La guida dell’ateneo passa ora ad interim al professor Gabriele Balbi, figura di spicco della Facoltà di scienze della comunicazione. La nomina, però, riaccende un dibattito mai sopito: l’USI, nata con l’obiettivo di rafforzare le opportunità di formazione per i giovani ticinesi e di rendere il Cantone un polo attrattivo a livello internazionale, sta davvero rispondendo alla missione che le era stata affidata?

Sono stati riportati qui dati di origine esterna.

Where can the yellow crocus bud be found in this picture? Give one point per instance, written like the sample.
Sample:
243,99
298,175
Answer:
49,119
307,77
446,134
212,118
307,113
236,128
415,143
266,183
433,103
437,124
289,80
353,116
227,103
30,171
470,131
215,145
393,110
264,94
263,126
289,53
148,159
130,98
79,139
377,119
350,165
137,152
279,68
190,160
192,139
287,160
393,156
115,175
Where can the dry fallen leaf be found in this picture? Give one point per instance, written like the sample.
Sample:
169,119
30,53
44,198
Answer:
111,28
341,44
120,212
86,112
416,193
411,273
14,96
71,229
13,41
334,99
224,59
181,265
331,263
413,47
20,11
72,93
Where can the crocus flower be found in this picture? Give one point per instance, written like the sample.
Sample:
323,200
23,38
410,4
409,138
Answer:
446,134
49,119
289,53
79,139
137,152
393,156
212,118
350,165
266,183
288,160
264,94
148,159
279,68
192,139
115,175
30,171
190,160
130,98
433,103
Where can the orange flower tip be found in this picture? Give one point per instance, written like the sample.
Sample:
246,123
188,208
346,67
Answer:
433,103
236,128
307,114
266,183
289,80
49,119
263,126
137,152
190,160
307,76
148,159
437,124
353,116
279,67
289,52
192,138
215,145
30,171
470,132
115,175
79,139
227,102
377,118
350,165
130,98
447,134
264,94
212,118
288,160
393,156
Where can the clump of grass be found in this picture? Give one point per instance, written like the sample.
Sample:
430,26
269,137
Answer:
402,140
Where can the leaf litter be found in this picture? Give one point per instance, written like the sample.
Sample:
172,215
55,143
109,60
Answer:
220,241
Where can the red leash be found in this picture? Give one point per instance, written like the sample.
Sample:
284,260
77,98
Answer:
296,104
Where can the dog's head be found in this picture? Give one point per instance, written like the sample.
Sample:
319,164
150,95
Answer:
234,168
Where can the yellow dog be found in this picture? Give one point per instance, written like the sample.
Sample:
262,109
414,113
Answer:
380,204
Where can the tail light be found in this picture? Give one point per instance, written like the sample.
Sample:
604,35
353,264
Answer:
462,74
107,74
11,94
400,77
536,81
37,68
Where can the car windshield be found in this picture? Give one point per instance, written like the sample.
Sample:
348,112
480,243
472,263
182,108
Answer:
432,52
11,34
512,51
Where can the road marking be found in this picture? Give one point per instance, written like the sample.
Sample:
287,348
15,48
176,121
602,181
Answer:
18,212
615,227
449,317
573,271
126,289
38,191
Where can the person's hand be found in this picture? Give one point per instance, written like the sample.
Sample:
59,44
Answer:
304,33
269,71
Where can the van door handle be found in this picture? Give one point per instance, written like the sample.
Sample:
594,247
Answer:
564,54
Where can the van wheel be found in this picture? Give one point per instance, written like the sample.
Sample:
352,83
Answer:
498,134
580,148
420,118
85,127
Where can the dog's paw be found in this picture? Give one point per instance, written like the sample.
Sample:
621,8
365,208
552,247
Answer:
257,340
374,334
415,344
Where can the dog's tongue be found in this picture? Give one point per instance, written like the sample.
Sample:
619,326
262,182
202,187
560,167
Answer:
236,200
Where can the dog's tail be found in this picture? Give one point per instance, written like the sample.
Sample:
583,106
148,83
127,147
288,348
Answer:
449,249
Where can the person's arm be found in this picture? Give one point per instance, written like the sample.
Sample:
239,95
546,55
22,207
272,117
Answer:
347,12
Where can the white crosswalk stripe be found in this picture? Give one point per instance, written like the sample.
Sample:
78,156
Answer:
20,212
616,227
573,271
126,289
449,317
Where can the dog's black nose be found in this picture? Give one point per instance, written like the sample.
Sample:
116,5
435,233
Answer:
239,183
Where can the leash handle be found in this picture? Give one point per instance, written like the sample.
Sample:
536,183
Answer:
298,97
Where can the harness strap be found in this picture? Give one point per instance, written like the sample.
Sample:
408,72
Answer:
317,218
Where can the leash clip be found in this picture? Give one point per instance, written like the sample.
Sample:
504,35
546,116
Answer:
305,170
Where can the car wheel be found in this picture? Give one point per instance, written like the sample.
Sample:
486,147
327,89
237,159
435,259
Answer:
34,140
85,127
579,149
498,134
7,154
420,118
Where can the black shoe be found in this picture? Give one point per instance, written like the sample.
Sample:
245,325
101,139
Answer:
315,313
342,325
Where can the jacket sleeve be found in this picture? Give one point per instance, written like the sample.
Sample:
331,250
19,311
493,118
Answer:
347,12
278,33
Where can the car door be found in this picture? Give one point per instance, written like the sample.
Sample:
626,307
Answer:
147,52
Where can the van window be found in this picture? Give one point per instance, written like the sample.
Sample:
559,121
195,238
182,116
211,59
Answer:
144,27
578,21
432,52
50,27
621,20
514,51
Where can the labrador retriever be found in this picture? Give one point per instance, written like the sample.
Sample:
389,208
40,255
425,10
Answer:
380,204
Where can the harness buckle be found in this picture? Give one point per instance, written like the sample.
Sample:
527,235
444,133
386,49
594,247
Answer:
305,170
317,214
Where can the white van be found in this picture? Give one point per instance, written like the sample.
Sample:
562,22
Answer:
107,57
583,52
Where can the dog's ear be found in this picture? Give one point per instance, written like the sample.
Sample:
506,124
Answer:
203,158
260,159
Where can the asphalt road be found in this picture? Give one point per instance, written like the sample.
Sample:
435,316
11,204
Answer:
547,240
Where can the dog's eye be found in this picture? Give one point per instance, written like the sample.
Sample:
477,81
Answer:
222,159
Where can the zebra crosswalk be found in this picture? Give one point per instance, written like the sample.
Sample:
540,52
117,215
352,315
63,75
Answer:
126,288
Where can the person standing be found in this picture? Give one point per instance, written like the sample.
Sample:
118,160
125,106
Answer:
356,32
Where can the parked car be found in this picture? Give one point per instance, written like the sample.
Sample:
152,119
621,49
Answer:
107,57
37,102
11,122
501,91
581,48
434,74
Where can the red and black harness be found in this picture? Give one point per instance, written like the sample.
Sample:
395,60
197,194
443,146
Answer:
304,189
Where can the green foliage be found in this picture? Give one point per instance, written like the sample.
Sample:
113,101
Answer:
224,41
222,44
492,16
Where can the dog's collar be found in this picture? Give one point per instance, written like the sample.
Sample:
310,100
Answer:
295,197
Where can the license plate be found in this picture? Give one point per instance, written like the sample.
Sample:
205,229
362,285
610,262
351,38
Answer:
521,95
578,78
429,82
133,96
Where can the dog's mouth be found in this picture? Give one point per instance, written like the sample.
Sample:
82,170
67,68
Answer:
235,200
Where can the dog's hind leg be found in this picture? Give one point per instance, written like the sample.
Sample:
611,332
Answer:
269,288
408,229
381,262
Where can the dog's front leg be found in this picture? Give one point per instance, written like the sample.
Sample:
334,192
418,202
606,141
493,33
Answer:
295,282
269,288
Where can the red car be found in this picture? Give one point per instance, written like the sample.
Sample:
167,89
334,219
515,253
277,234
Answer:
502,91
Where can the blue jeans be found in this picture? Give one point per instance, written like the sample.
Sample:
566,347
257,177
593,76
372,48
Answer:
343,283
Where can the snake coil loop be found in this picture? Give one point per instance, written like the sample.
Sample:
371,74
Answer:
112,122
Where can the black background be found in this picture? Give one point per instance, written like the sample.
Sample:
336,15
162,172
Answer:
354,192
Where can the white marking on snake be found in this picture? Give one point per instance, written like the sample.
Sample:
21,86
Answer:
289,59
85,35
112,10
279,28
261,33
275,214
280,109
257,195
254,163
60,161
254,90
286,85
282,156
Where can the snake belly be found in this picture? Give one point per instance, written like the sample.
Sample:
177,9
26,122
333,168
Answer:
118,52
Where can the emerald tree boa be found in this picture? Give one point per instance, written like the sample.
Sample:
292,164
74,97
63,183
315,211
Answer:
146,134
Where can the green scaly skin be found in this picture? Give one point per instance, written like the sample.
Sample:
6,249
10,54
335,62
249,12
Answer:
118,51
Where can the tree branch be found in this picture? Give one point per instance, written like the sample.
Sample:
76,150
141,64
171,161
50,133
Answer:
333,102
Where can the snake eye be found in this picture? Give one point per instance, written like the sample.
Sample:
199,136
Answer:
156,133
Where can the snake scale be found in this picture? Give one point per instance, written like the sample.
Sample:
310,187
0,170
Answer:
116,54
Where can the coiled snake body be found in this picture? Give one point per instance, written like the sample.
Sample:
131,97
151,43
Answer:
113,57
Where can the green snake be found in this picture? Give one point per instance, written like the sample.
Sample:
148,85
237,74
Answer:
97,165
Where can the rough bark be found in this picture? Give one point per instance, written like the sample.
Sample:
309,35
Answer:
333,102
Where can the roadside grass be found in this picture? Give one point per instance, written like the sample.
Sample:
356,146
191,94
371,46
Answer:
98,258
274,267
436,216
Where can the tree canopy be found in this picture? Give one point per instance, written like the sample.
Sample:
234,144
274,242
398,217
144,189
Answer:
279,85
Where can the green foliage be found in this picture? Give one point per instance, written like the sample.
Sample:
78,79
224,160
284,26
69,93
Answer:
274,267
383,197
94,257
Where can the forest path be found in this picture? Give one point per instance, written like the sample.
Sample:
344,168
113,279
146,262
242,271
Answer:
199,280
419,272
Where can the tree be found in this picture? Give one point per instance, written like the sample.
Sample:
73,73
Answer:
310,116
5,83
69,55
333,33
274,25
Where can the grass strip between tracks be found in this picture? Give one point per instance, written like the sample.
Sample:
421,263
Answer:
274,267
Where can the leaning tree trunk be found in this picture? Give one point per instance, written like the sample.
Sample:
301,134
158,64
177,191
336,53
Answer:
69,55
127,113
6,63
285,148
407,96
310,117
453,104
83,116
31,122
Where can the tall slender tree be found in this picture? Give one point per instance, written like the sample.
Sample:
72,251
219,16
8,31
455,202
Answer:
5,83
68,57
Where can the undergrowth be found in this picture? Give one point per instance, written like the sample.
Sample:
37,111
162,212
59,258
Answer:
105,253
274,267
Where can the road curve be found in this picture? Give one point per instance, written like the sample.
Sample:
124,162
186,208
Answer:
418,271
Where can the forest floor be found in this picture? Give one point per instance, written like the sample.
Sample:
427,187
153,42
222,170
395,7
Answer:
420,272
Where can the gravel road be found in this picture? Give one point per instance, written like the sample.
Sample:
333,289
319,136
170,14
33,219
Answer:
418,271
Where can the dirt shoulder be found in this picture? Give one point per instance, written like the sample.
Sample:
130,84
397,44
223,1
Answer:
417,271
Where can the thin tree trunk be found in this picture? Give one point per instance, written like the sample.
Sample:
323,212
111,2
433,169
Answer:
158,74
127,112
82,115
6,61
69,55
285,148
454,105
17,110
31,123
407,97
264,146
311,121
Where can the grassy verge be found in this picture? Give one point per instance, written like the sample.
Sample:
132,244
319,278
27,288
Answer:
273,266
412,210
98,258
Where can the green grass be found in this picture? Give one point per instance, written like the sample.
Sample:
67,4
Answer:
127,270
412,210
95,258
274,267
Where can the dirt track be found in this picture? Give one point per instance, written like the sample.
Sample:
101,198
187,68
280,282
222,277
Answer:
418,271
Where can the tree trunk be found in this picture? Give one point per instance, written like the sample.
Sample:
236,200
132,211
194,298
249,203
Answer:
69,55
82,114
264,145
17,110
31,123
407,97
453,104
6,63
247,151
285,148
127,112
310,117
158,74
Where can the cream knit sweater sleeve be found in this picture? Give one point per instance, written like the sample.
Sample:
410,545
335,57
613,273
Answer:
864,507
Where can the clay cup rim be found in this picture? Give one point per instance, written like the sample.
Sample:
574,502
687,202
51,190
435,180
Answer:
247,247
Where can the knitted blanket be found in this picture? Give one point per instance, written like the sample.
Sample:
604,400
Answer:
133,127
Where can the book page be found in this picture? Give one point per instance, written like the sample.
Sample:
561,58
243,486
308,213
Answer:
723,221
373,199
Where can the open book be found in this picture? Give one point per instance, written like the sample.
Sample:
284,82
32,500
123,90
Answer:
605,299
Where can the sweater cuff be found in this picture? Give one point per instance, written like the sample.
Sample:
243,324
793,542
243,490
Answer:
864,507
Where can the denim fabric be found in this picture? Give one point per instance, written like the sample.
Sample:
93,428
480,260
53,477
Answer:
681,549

A trent’anni dalla sua fondazione, molti osservatori sottolineano come l’ateneo sembri aver progressivamente perso il legame con il territorio, mentre la sua identità accademica rimane concentrata su percorsi e carriere che non sempre ricadono sul tessuto socio-economico cantonale. L’impressione — condivisa anche in sede politica — è che l’USI rischi di trasformarsi in un’istituzione che beneficia largamente di risorse pubbliche senza restituire al Cantone un ritorno proporzionato in termini di innovazione, competenze e sviluppo.

Un dato è certo: solo un anno fa il Gran Consiglio ha approvato un credito quadriennale di 736 milioni di franchi destinato a USI e SUPSI. Un investimento imponente, che comporta una responsabilità altrettanto grande. Ci si domanda se l’università stia offrendo risultati adeguati rispetto alle aspettative e se la sua evoluzione attuale non rischi di diventare, nel lungo periodo, un peso per le generazioni future più che un’opportunità.

In questo scenario complesso, la fase di transizione aperta dalle dimissioni della rettrice rappresenta l’ennesimo campanello d’allarme: l’USI ha oggi l’urgenza di ritrovare una direzione chiara, una leadership stabile e un rapporto trasparente con la comunità che la sostiene. Solo così potrà dimostrare di essere ancora un progetto strategico per il Ticino — e non un’istituzione che fatica a mantenere le proprie promesse iniziali.